The first point is the Latin American lesson of the 1980s, that a fragile democratic opening combined with a deep economic crisis is a fertile brew for populist politics. Only decisive actions by a reformist government can keep these populist pressures in check. In most countries, stabilization by itself will require a sharp cutback in budget subsidies and a rise in unemployment. The restructuring of industry will also impose costs on particular groups. The urgent need to address the deteriorating infrastructure (including the environment) may also require a reduction in current consumption.(5)

These conditions will produce ample opportunities for politicians who promise illusory low-cost paths to reform. In the short-term, populist pressures will lead to opposition to cuts in subsidies and to calls for "reactivation" of the economy through wage increases and demand expansion. In the longer run populists politicians will find support among workers in declining industries who will press for protection, subsidies and other steps to halt the necessary industrial restructuring. The risks are compounded because both electorates and government officials will be highly inexperienced in the process of real economic reform.

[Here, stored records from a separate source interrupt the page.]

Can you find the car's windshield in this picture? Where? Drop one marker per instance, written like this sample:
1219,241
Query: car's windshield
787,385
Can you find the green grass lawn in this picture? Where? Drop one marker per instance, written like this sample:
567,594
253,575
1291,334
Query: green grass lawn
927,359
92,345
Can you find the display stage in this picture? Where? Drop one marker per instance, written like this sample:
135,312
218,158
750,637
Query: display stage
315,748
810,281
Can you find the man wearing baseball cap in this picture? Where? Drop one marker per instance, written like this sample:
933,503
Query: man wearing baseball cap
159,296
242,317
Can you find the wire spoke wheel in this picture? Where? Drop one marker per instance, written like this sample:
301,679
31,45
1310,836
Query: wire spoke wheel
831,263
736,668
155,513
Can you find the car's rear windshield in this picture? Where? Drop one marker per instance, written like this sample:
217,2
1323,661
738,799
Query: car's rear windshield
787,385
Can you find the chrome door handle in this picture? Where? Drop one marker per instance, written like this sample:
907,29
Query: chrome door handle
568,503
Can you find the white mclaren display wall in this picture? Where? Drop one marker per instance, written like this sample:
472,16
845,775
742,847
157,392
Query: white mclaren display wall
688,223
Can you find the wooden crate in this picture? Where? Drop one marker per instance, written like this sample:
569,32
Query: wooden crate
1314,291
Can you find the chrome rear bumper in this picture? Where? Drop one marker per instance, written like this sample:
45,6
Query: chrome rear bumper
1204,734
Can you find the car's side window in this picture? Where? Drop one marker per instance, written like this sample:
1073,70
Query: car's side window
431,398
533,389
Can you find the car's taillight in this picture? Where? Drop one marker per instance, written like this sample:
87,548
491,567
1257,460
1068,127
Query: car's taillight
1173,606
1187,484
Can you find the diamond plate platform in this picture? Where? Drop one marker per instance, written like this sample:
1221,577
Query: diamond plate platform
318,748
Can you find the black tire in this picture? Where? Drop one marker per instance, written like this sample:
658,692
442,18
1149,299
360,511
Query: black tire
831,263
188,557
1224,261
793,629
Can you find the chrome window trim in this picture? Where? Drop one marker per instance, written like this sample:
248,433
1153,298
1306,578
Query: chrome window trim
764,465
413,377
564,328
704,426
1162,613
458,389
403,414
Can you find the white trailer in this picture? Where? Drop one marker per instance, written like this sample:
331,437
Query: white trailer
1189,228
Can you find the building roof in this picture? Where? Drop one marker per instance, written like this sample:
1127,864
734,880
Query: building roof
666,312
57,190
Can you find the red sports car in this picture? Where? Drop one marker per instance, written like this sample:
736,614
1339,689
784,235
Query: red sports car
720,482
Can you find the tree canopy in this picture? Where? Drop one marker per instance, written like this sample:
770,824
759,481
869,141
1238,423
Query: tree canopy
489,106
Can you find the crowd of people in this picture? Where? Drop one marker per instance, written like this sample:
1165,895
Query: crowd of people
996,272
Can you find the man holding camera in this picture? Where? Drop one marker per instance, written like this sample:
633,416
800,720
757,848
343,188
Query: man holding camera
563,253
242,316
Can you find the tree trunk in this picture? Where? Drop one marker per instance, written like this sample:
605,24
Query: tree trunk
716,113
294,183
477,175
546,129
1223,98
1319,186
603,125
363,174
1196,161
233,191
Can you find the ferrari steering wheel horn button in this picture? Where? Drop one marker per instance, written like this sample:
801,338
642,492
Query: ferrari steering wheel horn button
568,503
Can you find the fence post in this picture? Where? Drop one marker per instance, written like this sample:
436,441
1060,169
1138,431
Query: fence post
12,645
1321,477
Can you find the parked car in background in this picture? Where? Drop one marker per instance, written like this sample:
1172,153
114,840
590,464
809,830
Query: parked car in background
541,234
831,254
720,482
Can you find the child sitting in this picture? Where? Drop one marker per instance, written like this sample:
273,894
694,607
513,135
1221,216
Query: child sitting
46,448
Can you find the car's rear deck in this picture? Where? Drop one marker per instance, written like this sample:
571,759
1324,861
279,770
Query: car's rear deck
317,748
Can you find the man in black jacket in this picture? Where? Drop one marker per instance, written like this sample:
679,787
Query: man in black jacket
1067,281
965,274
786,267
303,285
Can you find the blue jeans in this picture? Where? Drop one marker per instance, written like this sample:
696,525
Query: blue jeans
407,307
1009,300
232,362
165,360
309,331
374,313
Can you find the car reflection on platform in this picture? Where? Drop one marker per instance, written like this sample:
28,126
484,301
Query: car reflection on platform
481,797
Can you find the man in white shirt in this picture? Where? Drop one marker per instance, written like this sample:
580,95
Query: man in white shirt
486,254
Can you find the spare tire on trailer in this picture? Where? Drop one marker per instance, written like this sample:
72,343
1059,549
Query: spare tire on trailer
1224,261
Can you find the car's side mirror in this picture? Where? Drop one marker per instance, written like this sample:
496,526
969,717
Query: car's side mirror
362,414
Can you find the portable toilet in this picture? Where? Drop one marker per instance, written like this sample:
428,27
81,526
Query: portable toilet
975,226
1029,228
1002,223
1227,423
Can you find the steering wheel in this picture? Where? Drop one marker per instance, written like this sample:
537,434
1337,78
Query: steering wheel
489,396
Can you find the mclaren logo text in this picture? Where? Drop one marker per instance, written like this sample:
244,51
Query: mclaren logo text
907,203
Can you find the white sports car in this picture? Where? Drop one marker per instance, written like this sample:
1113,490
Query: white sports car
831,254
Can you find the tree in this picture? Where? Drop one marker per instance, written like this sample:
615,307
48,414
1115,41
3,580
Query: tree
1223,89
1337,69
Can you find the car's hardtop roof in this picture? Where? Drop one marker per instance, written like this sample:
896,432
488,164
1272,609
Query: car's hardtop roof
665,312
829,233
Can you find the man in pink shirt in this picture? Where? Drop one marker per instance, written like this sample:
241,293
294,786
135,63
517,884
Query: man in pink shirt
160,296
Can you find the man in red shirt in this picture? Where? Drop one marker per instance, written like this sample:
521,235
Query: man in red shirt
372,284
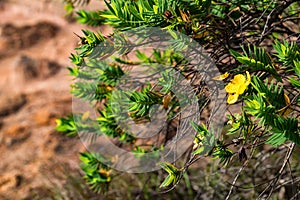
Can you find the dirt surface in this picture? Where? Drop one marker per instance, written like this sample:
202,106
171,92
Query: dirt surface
35,43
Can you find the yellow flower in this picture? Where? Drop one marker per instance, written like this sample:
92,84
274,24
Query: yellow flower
237,86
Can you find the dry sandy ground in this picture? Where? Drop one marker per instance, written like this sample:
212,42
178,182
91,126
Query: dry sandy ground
35,43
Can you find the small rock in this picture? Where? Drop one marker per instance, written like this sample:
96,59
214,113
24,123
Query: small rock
42,117
10,182
32,69
11,104
14,134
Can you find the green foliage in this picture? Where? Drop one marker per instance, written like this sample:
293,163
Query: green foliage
173,174
269,105
66,125
97,174
91,18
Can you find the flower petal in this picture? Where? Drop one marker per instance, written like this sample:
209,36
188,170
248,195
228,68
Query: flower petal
232,98
242,89
248,78
239,79
231,88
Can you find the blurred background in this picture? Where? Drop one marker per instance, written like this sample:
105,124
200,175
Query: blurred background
36,39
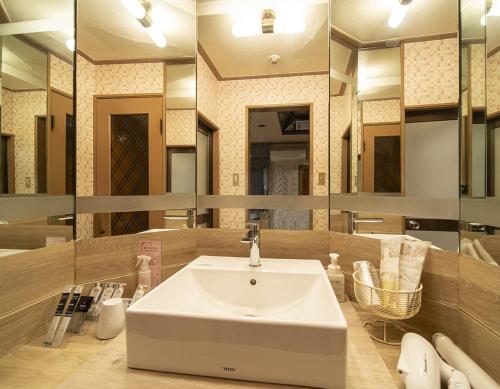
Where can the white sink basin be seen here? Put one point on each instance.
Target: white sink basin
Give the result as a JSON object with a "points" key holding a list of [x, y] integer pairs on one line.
{"points": [[219, 317]]}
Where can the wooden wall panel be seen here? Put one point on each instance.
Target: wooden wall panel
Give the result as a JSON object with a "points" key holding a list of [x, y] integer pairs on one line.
{"points": [[109, 257], [480, 291], [26, 324], [34, 275]]}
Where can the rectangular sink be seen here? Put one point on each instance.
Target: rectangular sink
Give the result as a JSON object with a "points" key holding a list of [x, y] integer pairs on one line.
{"points": [[279, 323]]}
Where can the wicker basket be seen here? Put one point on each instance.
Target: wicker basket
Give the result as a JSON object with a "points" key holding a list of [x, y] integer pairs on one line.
{"points": [[389, 304]]}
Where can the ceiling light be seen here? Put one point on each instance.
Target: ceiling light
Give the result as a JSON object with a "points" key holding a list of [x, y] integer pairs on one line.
{"points": [[157, 36], [135, 7], [142, 12], [284, 22], [70, 44], [398, 13]]}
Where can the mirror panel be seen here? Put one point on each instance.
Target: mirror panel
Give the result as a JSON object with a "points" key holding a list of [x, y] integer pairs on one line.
{"points": [[480, 64], [394, 118], [136, 115], [37, 169], [262, 106]]}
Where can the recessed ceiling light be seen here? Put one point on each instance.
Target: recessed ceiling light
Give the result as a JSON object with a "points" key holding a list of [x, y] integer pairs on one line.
{"points": [[398, 13]]}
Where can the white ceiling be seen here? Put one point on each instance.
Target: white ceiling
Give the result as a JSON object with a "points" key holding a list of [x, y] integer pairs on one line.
{"points": [[379, 73], [248, 56], [25, 10], [23, 67], [366, 20], [107, 31]]}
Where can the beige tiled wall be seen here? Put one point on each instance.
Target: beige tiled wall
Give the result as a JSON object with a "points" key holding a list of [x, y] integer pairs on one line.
{"points": [[431, 72], [380, 111]]}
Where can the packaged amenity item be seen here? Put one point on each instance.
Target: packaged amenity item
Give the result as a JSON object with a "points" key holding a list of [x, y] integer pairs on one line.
{"points": [[336, 277], [144, 271], [61, 331], [139, 293], [367, 275], [80, 314], [57, 315], [389, 263], [412, 263]]}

Governments in the region may also be stymied by the likely reintroduction of prewar electoral rules based on proportional representation. Voting bases on proportional representation tends to produce weak multiparty coalition governments that have a particularly difficult time in reducing an inherited government deficit. The prewar history of the region amply demonstrates this proposition.

Another profound political difficulty relates to the bureaucracy. The new governments of Eastern Europe are inheriting bureaucracies created and appointed by the communist party. The structure and personnel in these bureaucracies will change only gradually over time. There are tens, if not hundreds, of thousands of officials whose professional experience lies in a lifetime of bureaucratic planning of economic life, whose links are to party-appointed managers of state enterprises.

The bureaucracy provides an extraordinarily important practical argument for radical free market policies, even in circumstances where "market failures" exists and pure theory might suggest more nuanced policies. It is naive to think of the existing bureaucracy as equipped, professionally or temperamentally, to implement sophisticated policies based on Western-style theories of the "second-best." The bureaucracy cannot be relied upon for efficiency in regulating monopoly prices, promoting infant industries, or implementing industrial policy.

Other deep political fissures are likely to reopen, after decades of dormancy. The prewar rural-urban economic battles in the region are already revving up in Poland, and will likely do so soon in Hungary. The nationalist and ethnic battles, within countries and between countries, are also reawakening at an alarming rate. One can mention the recent nationalist violence in Yugoslavia, between Serbs and Albanians; in Romania, between ethnic Hungarians and Romanians in Transylvania; in Bulgaria, against the Turkish minority. Even many Slovak leaders are agitating for a break with the Czechs, or at least for national autonomy within a Czecho-Slovak federation with a weak central government.